Так мы добрели до дому - я впереди со шкурой коровы, дядя позади, как конвоир при арестованном. С трудом я повесил шкуру на перекладину балкона со стороны нашей соседки Мицадай, чтоб она хоть немного успокоила свою душу. Потом мать принесла из погреба холодное молоко - последнее молоко от нашей коровы, мы выпили его, и дядя, обращаясь к моей матери, сказал:
- Он любит ее!
- Кого?
- Серминаз.
- Но он же сказал, что ненавидит ее!
- А любовь и ненависть шагают рядом. Разве может человек ненавидеть то, к чему безразличен, например, камень или бревно? Ненавидеть он может того, к кому неравнодушен. Короче говоря, у нас нет иного выхода, как приготовить его в путь. Да и мне самому пора в дорогу. И больше я не потерплю никаких возражений.

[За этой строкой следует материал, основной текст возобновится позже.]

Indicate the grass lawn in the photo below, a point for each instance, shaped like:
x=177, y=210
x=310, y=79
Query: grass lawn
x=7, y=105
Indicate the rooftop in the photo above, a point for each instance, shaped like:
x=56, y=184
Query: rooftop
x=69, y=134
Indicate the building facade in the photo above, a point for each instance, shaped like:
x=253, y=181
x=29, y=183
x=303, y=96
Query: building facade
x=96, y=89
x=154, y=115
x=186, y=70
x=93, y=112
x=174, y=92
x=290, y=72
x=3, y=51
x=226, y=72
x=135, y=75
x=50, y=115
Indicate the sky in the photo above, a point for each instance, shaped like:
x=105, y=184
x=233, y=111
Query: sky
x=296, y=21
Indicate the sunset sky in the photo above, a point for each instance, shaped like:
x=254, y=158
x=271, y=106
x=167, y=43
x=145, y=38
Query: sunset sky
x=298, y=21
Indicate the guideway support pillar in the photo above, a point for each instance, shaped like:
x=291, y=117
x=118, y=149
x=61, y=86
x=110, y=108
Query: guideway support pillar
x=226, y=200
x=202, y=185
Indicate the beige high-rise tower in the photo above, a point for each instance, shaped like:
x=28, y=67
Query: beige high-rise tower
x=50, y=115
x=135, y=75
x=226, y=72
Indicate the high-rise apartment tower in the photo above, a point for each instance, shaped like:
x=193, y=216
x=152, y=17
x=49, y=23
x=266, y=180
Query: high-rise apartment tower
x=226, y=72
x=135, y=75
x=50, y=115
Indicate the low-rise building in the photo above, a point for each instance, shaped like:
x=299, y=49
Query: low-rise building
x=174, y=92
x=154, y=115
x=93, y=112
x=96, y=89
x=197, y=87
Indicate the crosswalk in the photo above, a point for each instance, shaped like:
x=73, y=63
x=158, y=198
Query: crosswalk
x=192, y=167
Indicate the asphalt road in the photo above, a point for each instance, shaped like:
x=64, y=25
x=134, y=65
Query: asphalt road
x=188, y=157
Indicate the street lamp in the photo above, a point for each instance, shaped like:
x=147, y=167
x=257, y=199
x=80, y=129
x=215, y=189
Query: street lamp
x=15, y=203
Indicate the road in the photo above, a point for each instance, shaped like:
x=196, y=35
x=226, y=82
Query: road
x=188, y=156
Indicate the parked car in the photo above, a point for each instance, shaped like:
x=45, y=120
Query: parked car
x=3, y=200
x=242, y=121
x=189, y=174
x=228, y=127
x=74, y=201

Голос у него был такой, что моя добрая мать, всегда умевшая настоять на своем, сразу притихла и лишь спросила:
- Но согласятся ли ее родные отдать дочь в наш дом?
- Это моя забота. Я все улажу. А ты, негодяй, собирайся немедленно. Ты не возьмешь из дома ни копейки, еды - только на один привал. Но у тебя будут инструменты, которыми ты сможешь заработать на пропитание. Так поступали и мы, и наши отцы. Иди куда хочешь - мало ли аулов в горах, где живут искусные мастера-умельцы, создающие вещи, которые украшают нашу жизнь? Ты найдешь их в любой из четырех сторон, куда ни направишь свои стопы. Понял? Больше разговоров не будет - поторопись!
Пораженная грозным и решительным видом Даян-Дулдурума, мать молчала. Видно, остыв, она вняла увещаниям дяди. А тот торопил меня потому, что убедился: жениться я могу только на Серминаз, ибо тайна все равно откроется! К тому же у него появился козырь для разговора с родными Серминаз. Если ее сын - это мой сын, то родители не могут отказать. Кроме всего, дядя радовался, кажется, еще и тому, что теперь не надо ждать старика Хасбулата и выяснять причины стародавней распри между нашими родами.
Конечно, в моем сегодняшнем признании было для дяди что-то и обидное. Ведь это он хотел дать достойного наследника нашего рода, а вышло, что наследник-то уже есть! Впрочем, чужая душа - потемки, и кто знает, о чем Даян-Дулдурум подумал, а о чем но успел подумать.
- Ты все понял? - спросил он.
- Да, - ответил я.
- С Жандаром я как-нибудь улажу. И смотри, чтобы утром я тебя не увидел. Вставай с рассветом - и в путь.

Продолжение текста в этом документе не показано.